23 lutego w redakcji Dziennika Zachodniego” zainaugurowano akcję społeczną „Życie po śmieciach”. Akcje, która ma pokazać że wygląd naszego otoczenia, poziom zanieczyszczeń oraz ilość śmieci zależy przede wszystkim od nas.

Statystyki pokazują, że problem nielegalnych wysypisk jest niezwykle ważny. W ankiecie przeprowadzonej przez Dziennik Zachodni aż 90% mieszkańców Górnego Śląska stwierdziło, że w swoim najbliższym otoczeniu zetknęło się z nielegalnymi wysypiskami. 1% nie zwróciła na to uwagi. Tylko 9% nie zauważyło tego problemu.

Pokazują to nie tylko statystyki, lecz także interaktywna mapa nielegalnych wysypisk. Dziennikarze lokalnych dodatków oraz internauci mogą informować redakcję Dziennika Zachodniego o nielegalnych składowiskach odpadów. Informacje wysyłane pod adres Ten adres pocztowy jest chroniony przed spamowaniem. Aby go zobaczyć, konieczne jest włączenie w przeglądarce obsługi JavaScript. tworzą wirtualną mapę zamieszczana na stronach internetowych gazety.

Każda informacja trafia bezpośrednio do dziennikarzy lokalnych tygodników.
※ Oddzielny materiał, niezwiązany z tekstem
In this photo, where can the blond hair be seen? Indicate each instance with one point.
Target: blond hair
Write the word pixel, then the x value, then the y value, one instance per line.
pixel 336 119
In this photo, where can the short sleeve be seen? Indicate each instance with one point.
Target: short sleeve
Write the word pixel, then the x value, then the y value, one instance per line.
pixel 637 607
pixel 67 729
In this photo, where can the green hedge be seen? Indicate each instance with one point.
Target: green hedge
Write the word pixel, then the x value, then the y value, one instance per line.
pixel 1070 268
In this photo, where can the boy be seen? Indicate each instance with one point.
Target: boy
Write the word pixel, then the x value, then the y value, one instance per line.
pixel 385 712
Oni odwiedzają lokalne władze, fotografują zaśmiecone miejsca, a wnioski publikują na lokalnych stronach dziennika.

Zainicjowanie całej akcji jest wyjątkowo ważne biorąc pod uwagę prace, jakie tocza się w sejmie. Chodzi o nowelizację ustawy o gospodarowaniu odpadami komunalnymi. Ustawa nad którą trwają prace przerzuca odpowiedzialność gospodarowania odpadami na gminy. W praktyce oznacza to m.in., że właściciel gospodarstwa domowego będzie wnosił opłatę do budżetu gminy za gospodarowanie odpadami, której wysokość będzie uzależniona od ilości mieszkańców w gospodarstwie. Podobne rozwiązania stosowane są praktycznie w całej Unii Europejskiej. Kilka lat temu w wyniku referendum system wprowadzono także w Pszczynie.

Finansowe konsekwencje jakie grożą Polsce za niedostosowanie się do unijnych przepisów dotkną wszystkich mieszkańców. Kary jakie może narzucić na nasz kraj wspólnota sięgać mogą nawet 250 tys. euro dziennie.